Consider a human and an AI model solving a complicated maze. The human takes their time, mapping the journey. By the time they finish they have a practical guide for solving mazes. Always keep the outside wall on your right-hand side.
In contrast, the model is trained on millions of similar mazes. It does not use geometry or mapmaking, but reaches the exit in seconds. When asked how it did it, the reply is I turned 4,000 times based on the texture of the walls. This does not help you solve the next maze.
I am thinking about this in the context of ownership of AI solutions and how we craft contracts.
The Challenge of Intellectual Property
One of the thorniest parts of contractual negotiations is ownership of intellectual property. When you buy a software product, you are buying the means to solve a problem. The data and the outcome are yours, but the means of getting from one to the other is owned by the supplier.
When you have a custom solution built by an outside consultant the situation is different. The process is designed for your business and may contain trade secrets. You want to own the IP once you have paid the consultant.
Now consider the same process delivered by an AI model. The outcome is successful, but no one is sure how this was delivered. If you own the IP, what are you getting?
The core position in the AI industry is that AI-generated code is cheap to produce. Much of it is derived from patterns in the training data and the same problem solved twice will produce different results. The idea of owning a unique, defensible codebase is weakening.
Enforcing ownership becomes impractical when outcomes are easy to replicate and the advantage of a solution is temporary. As with the mathematical proof, an AI solution provides an answer, but not a method you can reuse. Your commercial advantage lies in data, distribution and speed of execution. The solution has value, but ownership of it as IP has less than it once did.
The mistake is assuming that IP has gone away. Value has instead transferred from reusable logic to accumulated context. This includes data, workflow design and human judgement layered into the system. A contract must reflect where the value sits.
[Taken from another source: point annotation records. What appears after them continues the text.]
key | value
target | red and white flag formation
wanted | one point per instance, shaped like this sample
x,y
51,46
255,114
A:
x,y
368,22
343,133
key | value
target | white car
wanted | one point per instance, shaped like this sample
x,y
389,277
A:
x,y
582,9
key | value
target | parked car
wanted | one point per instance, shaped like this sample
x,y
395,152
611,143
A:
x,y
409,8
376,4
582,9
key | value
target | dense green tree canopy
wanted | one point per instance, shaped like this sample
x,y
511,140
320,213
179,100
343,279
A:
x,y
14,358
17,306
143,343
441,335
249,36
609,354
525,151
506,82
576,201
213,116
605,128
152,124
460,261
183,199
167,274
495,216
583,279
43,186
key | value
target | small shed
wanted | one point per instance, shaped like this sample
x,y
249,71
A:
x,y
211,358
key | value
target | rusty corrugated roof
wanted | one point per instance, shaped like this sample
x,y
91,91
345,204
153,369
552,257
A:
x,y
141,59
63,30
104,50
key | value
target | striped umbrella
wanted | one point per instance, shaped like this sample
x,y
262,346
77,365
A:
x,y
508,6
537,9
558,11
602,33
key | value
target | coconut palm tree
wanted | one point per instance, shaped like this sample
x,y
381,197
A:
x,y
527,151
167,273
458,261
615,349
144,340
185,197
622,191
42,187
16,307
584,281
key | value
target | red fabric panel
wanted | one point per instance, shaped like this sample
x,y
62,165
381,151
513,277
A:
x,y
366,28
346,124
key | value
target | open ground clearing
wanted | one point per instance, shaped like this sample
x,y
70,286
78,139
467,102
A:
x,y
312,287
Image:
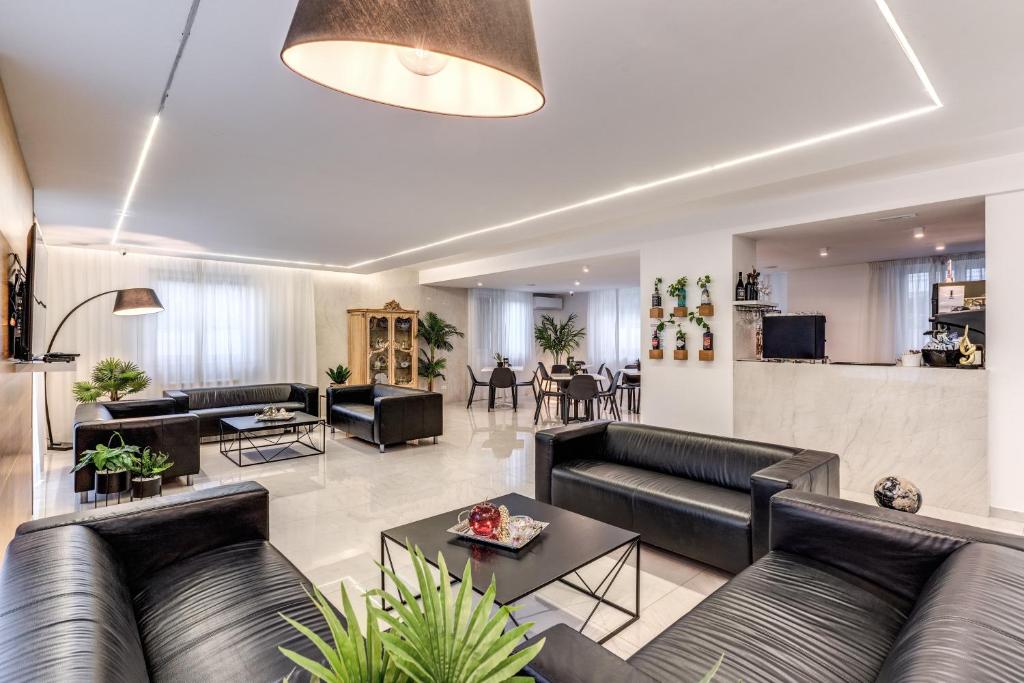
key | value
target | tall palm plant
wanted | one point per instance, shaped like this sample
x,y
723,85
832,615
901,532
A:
x,y
558,338
437,333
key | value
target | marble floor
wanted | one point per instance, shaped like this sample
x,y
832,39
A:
x,y
327,513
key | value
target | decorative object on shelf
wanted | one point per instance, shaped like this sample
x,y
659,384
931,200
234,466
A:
x,y
678,290
896,493
112,378
558,338
401,635
339,376
706,309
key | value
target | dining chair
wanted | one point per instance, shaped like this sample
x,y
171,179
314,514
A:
x,y
473,383
502,378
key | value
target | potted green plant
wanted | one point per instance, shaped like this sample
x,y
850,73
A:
x,y
339,376
437,334
112,464
112,378
146,469
558,338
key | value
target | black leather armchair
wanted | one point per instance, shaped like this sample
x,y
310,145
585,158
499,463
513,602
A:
x,y
700,496
384,414
848,592
151,422
212,403
177,588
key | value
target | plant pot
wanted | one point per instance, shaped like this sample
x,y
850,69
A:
x,y
146,486
112,481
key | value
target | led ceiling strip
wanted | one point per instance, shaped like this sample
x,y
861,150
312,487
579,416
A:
x,y
632,189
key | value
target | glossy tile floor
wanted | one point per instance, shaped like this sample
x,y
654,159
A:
x,y
327,512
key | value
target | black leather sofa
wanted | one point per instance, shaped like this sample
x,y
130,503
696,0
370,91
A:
x,y
699,496
848,592
384,414
212,403
151,422
181,588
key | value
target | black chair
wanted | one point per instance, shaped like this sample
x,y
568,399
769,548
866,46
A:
x,y
473,383
582,388
502,378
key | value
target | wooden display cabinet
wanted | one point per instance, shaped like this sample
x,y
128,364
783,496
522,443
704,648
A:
x,y
382,345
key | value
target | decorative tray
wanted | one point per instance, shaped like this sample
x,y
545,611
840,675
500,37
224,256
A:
x,y
519,540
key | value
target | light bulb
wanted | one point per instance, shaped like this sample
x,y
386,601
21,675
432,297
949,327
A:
x,y
421,61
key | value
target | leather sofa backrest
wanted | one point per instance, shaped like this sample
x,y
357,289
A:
x,y
717,460
968,624
203,398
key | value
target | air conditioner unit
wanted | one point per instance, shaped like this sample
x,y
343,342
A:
x,y
547,303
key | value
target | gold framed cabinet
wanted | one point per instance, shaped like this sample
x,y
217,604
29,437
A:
x,y
382,345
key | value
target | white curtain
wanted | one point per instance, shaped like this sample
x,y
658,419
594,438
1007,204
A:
x,y
500,322
223,324
900,299
613,327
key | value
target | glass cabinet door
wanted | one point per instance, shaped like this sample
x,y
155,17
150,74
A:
x,y
404,347
379,360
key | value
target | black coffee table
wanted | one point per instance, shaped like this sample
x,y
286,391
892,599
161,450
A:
x,y
569,543
298,438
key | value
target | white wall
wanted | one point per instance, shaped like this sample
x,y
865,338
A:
x,y
840,293
1004,247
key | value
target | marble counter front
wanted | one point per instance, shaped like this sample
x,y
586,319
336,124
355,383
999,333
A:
x,y
927,424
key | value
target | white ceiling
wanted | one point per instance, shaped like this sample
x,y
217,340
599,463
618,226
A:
x,y
252,160
958,224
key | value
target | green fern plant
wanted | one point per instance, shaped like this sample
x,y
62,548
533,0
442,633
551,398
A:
x,y
113,378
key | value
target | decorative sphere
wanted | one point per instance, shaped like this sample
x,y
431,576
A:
x,y
897,494
484,519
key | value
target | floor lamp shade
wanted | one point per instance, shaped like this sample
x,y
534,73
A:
x,y
466,57
137,301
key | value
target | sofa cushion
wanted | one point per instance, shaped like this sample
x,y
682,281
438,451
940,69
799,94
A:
x,y
707,522
968,624
782,619
214,616
715,460
66,610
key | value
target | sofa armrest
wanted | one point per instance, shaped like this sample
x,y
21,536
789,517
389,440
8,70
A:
x,y
308,395
155,532
561,443
893,549
180,399
568,656
812,471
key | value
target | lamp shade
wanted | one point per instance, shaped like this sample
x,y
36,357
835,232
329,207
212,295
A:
x,y
137,301
466,57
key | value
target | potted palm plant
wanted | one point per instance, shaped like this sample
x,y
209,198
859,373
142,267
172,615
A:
x,y
146,469
339,376
437,334
558,338
112,464
112,378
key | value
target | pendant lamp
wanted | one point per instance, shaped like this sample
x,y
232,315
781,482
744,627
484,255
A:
x,y
463,57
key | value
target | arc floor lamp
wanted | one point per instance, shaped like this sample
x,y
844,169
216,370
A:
x,y
134,301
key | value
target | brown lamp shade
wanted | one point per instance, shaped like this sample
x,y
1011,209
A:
x,y
137,301
466,57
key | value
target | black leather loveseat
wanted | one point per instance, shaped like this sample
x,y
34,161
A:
x,y
699,496
181,588
212,403
848,592
385,414
150,422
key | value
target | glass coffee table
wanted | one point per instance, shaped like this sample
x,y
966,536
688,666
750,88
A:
x,y
569,543
247,434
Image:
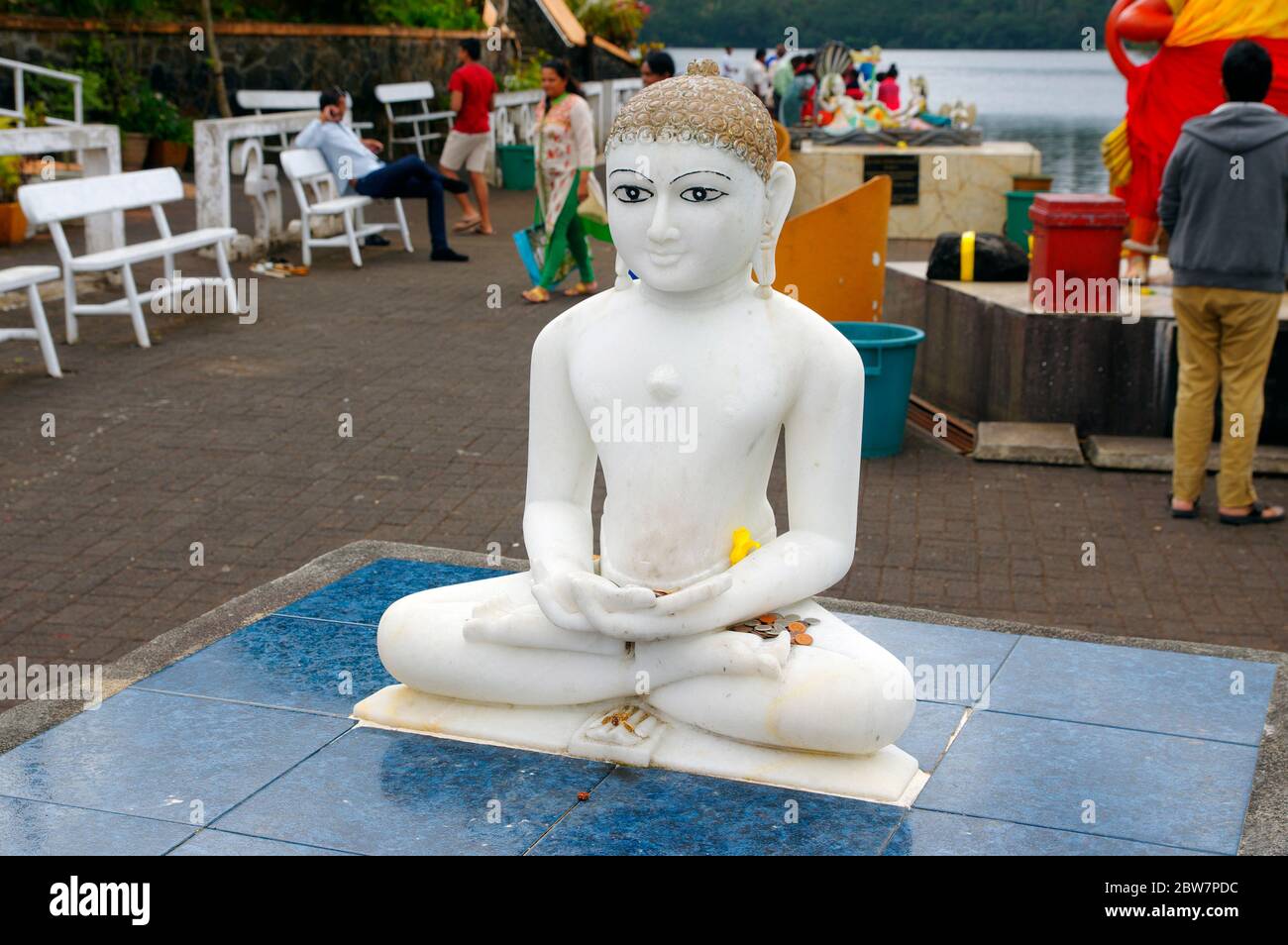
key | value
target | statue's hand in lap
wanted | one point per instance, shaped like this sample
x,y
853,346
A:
x,y
636,614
In practice, IP breaks down into access to data, visibility into how decisions are made, and the ability to adapt the system without starting again.
If you are building or buying an AI solution there are several issues to consider. A working demo proves little about the long-term value. If a system cannot be extended by the business buying it, then owning it as IP has limited value. As the buyer you are dependent on whoever built the solution.
To test for transferability, ask how the system adapts to a new but related problem. If the answer is unclear, you are renting an outcome rather than buying a capability.
The purpose of a contract is to assign control. In an AI system, this lies in data, prompts and configurations. Spelling these out may be more valuable than general IP clauses. A solution is only extendable if the contract says so.
A system that you cannot control behaves like a service, even if you own it on paper. This does not mean that AI removes the issue of IP. Rather it exposes where the real work is done and the value created.
The value of a proof lies in what it teaches you. The same test applies to AI systems. If nothing carries forward, ownership is largely beside the point.
Questions to Ask and Answer
1. Do I know how my AI systems delivered an outcome?
2. If I re-run the system do I get the same result?
3. Are my data, prompts and rules protected by my contracts?